Furthermore, Paul says in Gal 2:6 that the pillars meant nothing to him. He says this to show that he preached his gospel out of conviction and not just to please the pillars (see Gal 1). This shows that the pillars held views similar to what Paul proclaimed. The background to Galatians is the confusion that arose in (south) Galatia following the circumcision of Timothy and the delivery of the letter from Jerusalem (Acts 16:1-5). The Galatians naturally deduced that Paul actually believed in circumcision (Gal 5:11)and that he had preached against it only to please the pillars and not out of conviction.

Sorry, but I just don't see this big gulf between Paul and the pillars that you and Esler take for granted. See also my comments on the Euangelion blog. The rest of your speculation is idle unless you can first establish that Paul and the pillars were on different pages.

Richard Fellows. Jan 23 2008.

1/24/2008  
Blogger Messenger Angela said...

Author; You're great learning has turned you into a heretic! Or at least jaded you considerably about the kind of men entrusted with the faith.

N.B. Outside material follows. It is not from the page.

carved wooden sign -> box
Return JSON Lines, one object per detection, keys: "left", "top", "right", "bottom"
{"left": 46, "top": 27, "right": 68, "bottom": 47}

The gospel is not something to be bargained and haggled over like so many chickens or a political deal cut in a smoke filled room.

These were men who had given themselves to Christ--who had died to themselves, who had been crucified with Christ, nevertheless lived--not they but Christ in them. What concern had they of their own opinions--none--but they sought God's as all that mattered.